The Delete Propagation Problem (Why "Lazy Delete" is Necessary)

Scenario: User deletes a post. That post_id exists in 200K followers' feed caches.

Option 1: Eager Delete (remove from all caches immediately)
  → 200K Redis ZREM operations
  → Takes minutes to propagate
  → If Kafka is backed up, caches are inconsistent for hours
  → Cost: O(followers) per delete

Option 2: Lazy Delete (check validity at read time) ⭐
  → Post marked as deleted in Posts DB (instant, O(1))
  → When feed is served, batch-lookup all post_ids → filter out deleted ones
  → Deleted post_id eventually ages out of feed caches (ZREMRANGEBYRANK keeps only 500)
  → Cost: O(1) per delete + small overhead per feed read
  → Trade-off: Deleted post might appear briefly for some users (< 1 second if using cache-aside)
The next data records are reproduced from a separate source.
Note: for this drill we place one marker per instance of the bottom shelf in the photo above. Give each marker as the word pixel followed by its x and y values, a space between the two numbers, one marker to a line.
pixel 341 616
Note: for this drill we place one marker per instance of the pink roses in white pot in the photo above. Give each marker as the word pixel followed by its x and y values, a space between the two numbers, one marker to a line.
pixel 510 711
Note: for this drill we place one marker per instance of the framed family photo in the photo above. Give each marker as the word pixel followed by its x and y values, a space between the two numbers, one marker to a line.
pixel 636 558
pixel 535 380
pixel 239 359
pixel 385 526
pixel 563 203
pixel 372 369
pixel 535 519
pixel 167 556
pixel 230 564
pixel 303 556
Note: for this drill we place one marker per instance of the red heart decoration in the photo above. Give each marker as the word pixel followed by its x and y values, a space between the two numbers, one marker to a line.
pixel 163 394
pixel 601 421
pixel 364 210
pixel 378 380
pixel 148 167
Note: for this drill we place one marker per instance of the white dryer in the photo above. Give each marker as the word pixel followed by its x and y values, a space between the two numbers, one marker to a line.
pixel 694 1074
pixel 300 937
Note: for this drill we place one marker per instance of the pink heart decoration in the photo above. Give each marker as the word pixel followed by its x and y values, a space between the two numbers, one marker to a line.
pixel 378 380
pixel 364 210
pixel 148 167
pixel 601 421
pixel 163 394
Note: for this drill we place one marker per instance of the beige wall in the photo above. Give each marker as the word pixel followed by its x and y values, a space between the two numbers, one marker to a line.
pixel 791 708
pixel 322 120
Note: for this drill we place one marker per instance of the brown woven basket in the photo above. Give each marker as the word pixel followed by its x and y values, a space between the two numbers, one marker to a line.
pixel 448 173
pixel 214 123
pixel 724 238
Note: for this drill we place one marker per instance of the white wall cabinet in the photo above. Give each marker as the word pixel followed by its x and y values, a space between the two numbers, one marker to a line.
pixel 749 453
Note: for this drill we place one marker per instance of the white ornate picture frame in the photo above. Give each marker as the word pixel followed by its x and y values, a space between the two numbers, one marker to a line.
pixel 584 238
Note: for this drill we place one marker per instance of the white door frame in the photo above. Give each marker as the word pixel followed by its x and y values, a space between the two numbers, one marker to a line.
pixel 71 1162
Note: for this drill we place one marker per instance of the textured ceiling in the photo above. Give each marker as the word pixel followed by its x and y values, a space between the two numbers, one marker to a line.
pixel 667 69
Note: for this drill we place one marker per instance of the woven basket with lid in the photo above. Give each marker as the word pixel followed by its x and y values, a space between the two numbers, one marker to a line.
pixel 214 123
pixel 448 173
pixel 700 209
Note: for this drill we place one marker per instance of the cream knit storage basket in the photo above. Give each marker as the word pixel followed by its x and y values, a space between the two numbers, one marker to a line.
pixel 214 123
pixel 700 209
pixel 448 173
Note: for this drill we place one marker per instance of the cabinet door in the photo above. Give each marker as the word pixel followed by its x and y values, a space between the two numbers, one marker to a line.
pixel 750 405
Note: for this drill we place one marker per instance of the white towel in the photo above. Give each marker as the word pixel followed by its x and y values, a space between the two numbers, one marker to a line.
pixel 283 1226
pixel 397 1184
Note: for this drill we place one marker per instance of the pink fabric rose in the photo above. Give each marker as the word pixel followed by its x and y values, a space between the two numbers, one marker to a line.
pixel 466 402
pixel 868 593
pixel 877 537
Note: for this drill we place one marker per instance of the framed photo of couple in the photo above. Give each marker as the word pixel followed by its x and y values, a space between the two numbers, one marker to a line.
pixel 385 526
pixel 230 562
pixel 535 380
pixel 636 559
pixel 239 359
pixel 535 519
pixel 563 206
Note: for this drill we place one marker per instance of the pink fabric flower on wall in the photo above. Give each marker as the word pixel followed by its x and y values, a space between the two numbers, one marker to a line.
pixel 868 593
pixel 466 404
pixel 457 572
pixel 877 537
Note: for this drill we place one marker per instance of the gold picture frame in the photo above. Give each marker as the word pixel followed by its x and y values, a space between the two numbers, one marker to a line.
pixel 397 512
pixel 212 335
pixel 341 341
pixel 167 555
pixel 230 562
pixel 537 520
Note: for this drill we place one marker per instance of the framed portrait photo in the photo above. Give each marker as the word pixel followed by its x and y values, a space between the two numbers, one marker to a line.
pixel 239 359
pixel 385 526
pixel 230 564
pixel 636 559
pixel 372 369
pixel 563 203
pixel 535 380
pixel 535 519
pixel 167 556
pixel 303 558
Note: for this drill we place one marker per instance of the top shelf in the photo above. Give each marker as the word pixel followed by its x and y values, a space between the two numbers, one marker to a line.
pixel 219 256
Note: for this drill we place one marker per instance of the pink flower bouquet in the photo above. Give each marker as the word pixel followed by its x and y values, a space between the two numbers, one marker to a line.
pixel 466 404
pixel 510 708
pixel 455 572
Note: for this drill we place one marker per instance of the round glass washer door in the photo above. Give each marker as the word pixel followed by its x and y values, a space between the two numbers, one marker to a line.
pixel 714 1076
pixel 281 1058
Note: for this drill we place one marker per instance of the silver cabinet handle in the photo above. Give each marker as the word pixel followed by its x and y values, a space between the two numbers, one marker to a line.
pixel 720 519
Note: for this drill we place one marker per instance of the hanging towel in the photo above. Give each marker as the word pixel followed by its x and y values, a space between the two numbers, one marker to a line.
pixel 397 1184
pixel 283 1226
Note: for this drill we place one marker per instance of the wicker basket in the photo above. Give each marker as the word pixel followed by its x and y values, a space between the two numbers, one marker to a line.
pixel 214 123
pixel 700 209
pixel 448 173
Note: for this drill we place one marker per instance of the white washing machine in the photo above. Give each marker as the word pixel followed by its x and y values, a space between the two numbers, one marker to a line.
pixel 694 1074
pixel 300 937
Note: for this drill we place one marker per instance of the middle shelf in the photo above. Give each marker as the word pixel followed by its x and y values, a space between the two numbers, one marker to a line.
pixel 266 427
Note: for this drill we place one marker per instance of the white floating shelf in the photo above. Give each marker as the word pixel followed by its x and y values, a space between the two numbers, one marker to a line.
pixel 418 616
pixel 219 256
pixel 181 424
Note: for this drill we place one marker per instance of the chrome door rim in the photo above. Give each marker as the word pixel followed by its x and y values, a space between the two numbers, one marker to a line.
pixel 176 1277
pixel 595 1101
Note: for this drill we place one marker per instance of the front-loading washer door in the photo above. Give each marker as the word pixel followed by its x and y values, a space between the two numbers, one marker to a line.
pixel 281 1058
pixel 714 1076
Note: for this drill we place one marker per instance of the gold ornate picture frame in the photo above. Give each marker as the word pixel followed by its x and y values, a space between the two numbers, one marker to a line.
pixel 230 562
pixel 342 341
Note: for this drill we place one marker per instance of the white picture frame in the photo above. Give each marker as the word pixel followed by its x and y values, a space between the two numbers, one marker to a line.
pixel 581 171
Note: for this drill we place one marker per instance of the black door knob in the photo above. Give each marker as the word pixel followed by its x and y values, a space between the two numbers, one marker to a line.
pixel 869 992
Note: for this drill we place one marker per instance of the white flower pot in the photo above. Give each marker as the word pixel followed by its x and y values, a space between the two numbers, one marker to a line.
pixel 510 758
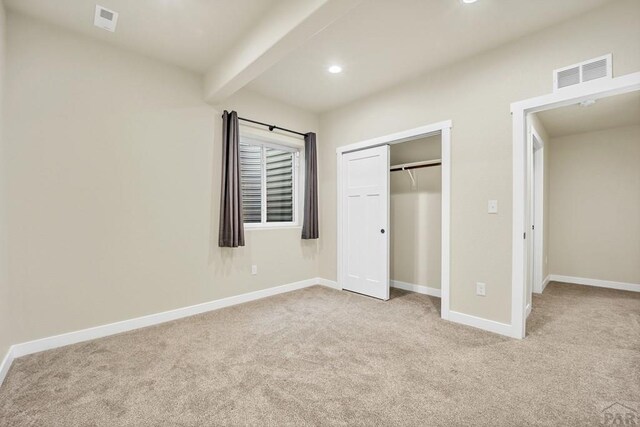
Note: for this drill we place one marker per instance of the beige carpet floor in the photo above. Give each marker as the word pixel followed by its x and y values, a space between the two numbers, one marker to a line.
pixel 324 357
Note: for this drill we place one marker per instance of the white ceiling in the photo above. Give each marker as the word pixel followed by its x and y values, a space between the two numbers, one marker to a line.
pixel 606 113
pixel 190 33
pixel 382 42
pixel 379 43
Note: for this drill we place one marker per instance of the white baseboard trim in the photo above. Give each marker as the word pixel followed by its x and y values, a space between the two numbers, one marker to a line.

Production approach: Lazy delete + async background cleanup
  → Publish "post-deleted" event to Kafka
  → Background consumer eventually removes from affected feeds (best-effort)
  → Feed serving always double-checks post validity as safety net

SLOs & Error Budgets

Metric	Target	Rationale
Feed read p99 latency	< 200ms	Includes merge + optional rank; chronological < 100ms
Feed freshness	p95 < 5s	Async fan-out lag acceptable for social, not for breaking news tier
Fan-out job success	99.9% within 30s	Backlog indicates Kafka/worker issues
Timeline availability	99.95%	Degrade to following list + pull on Redis failure

Incident Scenarios (2am reality)

Scenario	How you detect	Mitigation
Fan-out Kafka lag 2 hours after viral post storm	Consumer lag metric, users report stale feeds	Scale fan-out consumers; temporarily extend hybrid threshold (more pull); prioritize active users in queue; shed inactive user fan-out
Redis memory exhaustion on timeline cluster	evicted_keys > 0, OOM, elevated feed miss rate	Aggressive ZSET trim (500 entries); move cold users to pull model; shard timelines by user_id hash; add nodes
Ranking service returns empty — blank feed	Error rate spike, fallback not triggered	Circuit breaker to chronological ZSET only; feature flag disable ranker; postmortem on candidate size zero bug

Cost Drivers (Staff lens)

Redis RAM: 1000 post_ids × 8 bytes × 300M active users with materialized feeds (hybrid reduces this)
Fan-out Kafka write amplification: posts × average fan-out — largest cost center
Ranking inference CPU if real-time features — often bigger than storage

Multi-Region & DR

User timeline homed in signup region; celebrity posts replicated globally (small set). Cross-region follower: merge local timeline + fetch celebrity cache from global layer. Accept 1–2s extra latency for cross-region celebrity merge vs full timeline replication everywhere.